Enabling Trace Flags in a Test Environment
You can enable trace flag 1400 to get a look into database mirroring; to do so, you have two choices:
You can stop the service and run sqlsrvr.exe from the command prompt by using the following:
sqlservr
-d"C:\Program Files\Microsoft SQL Server\MSSQL.1\MSSQL\Data\master.mdf"
-T1400
You can add the -T1400
flag as a startup option in SQL Server Configuration Manager. You must
separate each startup option from the previous option with a semicolon,
as shown in Figure 3.
SQL Server database
mirroring is implemented on a per-database basis to increase
availability. You must have the database set to the full recovery model,
and you cannot mirror the master, msdb, tempdb, or model databases.
Mirroring maintains two
copies of a database. Each copy is held on a separate instance of SQL
Server. Optionally, a third instance can act as a mirroring witness to
observe activity and to alert and/or fail over if problems occur. In
database mirroring, the witness server is an instance of SQL Server that
monitors the status of the principal and mirror servers. The witness,
by default, can initiate automatic failover if the principal server
fails. Typically, each instance resides on a separate machine, but it is
possible to configure all three instances on the same computer.
The
principal database is the updatable version of the database, and the
mirror copy duplicates the activity of the principal. The two instances
communicate over database mirroring endpoints that control the mirroring
sessions. If a witness is used, a third endpoint is created on that
instance for communication purposes.
You begin mirroring similar
to the way you begin log shipping: You perform a full backup of the
principal database and restore the backup onto the mirror instance with
the no recovery option. You then proceed to perform log backups of the
principal database, having them restored onto the mirror copy. The
applications can be performed synchronously or asynchronously. If you
are configuring as synchronous with automatic failover, a witness
instance is mandatory. If the configuration is synchronous without
failover or asynchronous, the witness is optional.
A synchronous
configuration commits changes to both servers simultaneously. The
asynchronous configuration first commits the changes on the principal
database and then transfers the changes to the mirror copy. If automatic
failover is configured, the witness controls the failover to the mirror
if the principal server becomes unavailable.
Because these
configurations are not currently supported in a production environment,
the only true failover configuration available in a SQL Server
environment is failover clustering.
Using Failover Clustering
Failover clustering
provides high-availability support for SQL Server. In the event of a
failure, SQL Server can maintain business operations through the use of
multiple instances of the database engine. You can configure the
environment such that one node of a cluster can fail over to another
node in the cluster during any failure.
A failover cluster is set up
as a series of one or more nodes. Each node is a server in its own
right. The nodes operate with two or more shared disks. The shared disks
maintain the resources that the node set accesses. This disk
configuration is known as the resource group or grouping.
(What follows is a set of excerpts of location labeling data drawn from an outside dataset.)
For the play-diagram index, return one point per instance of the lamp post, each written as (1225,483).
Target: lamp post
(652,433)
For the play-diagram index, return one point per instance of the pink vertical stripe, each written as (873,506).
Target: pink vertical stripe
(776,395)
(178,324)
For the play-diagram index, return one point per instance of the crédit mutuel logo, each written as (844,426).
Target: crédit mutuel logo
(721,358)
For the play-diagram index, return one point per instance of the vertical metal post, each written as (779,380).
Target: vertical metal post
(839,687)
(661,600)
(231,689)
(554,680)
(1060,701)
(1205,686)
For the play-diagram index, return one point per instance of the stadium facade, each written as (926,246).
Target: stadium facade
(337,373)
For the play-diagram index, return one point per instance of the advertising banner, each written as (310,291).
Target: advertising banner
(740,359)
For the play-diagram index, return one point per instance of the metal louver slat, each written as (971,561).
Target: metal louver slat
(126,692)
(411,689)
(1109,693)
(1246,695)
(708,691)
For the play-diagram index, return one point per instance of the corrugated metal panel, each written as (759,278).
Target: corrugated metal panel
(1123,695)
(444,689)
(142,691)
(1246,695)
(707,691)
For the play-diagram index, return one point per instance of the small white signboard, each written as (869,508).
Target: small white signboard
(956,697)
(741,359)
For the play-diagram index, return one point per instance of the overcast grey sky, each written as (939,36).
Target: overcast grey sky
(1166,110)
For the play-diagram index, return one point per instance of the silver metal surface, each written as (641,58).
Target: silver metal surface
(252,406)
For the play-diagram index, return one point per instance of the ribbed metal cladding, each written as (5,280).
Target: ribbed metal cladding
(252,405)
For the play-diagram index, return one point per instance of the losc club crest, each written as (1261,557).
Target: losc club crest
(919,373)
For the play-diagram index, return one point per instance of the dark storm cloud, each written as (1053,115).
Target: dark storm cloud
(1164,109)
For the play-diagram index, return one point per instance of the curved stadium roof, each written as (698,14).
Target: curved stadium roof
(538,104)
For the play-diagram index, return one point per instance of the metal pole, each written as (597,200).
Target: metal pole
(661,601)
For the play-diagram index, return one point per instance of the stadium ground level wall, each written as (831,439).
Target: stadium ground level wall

Collectively, the entire configuration makes up a single virtual
server. Applications communicate with a singular machine over a single
IP address.
A
SQL Server virtual server appears as if it were a single computer. This
allows applications to perform their database access without the need
for reconfiguration if something happens to one of the nodes in the
cluster. A failover cluster is a hardware configuration that requires
special computer hardware. Of course, this special hardware comes at a
cost, making a failover cluster implementation much more costly than
other forms of high availability. If you lack the budget or hardware to
implement this strategy, replication may be a better solution.